Differences in proposed spending for universities, housing and social safety net programs, as well as the details of a major climate package, lingered as the Legislature passed a placeholder budget earlier this month. But the biggest holdup to a bargain, which must pass before lawmakers leave for summer recess at the end of the month, had been the dispute over direct financial assistance for taxpayers.
Newsom and legislative leaders were at odds for months over whether to target the relief at drivers or the neediest Californians.
During his State of the State speech in March, the governor called for a plan to address spiraling gas prices, which have since reached an average of more than $6 per gallon. He proposed to send $400 debit cards to every registered vehicle owner in the state, up to two per person.

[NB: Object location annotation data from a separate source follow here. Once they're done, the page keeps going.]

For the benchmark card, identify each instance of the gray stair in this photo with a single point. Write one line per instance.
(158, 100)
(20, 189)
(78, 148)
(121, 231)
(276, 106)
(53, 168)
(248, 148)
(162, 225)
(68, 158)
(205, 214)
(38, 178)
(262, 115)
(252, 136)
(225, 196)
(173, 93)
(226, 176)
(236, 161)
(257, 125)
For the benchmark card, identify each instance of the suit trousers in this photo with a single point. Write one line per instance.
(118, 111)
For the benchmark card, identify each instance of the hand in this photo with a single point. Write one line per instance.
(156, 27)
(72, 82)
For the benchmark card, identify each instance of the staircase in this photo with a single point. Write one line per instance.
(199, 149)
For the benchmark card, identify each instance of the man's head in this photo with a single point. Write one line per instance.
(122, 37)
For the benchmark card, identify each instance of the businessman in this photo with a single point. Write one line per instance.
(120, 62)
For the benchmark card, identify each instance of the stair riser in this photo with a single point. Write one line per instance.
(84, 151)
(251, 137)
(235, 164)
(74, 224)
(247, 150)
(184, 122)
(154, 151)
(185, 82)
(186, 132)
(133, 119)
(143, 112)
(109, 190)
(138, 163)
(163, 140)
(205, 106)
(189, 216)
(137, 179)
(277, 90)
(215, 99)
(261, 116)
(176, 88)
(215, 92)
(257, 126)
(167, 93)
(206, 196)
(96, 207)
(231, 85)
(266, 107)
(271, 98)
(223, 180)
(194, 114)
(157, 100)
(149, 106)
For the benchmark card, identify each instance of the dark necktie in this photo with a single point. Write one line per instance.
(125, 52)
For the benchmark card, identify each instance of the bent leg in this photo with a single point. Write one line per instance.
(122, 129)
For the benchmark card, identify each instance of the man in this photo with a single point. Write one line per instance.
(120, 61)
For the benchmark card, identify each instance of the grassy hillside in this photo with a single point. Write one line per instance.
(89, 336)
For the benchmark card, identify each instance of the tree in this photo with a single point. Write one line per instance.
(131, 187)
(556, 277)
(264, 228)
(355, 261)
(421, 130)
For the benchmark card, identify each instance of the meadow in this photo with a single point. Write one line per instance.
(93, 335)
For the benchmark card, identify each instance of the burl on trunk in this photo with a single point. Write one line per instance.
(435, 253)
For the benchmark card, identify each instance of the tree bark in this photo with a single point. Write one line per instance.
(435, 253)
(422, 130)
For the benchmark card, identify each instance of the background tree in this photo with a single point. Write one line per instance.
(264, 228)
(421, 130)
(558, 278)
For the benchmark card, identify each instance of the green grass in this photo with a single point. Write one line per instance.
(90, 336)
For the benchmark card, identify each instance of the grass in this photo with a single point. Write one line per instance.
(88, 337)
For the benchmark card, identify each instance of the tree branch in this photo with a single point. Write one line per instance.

Legislative leaders firmly resisted that approach, which did not include an income limit. Progressive critics noted that it would benefit millionaires and billionaires while leaving out Californians too poor to own their own cars.
The agreement is much closer to the program that Atkins and Rendon devised, under which the state would have cut $200 checks for each eligible taxpayer and their dependents living in households making less than $250,000 per year for a couple or $125,000 per year for an individual.
Despite growing demands from Republican lawmakers, plus an increasing number of Democrats, the plan does not include a broad suspension of the state’s gas tax, which is set to increase by three cents on July 1. The relief plan does, however, include a suspension of a portion of the diesel sales tax, lowering prices by about 23 cents per gallon and costing $439 million.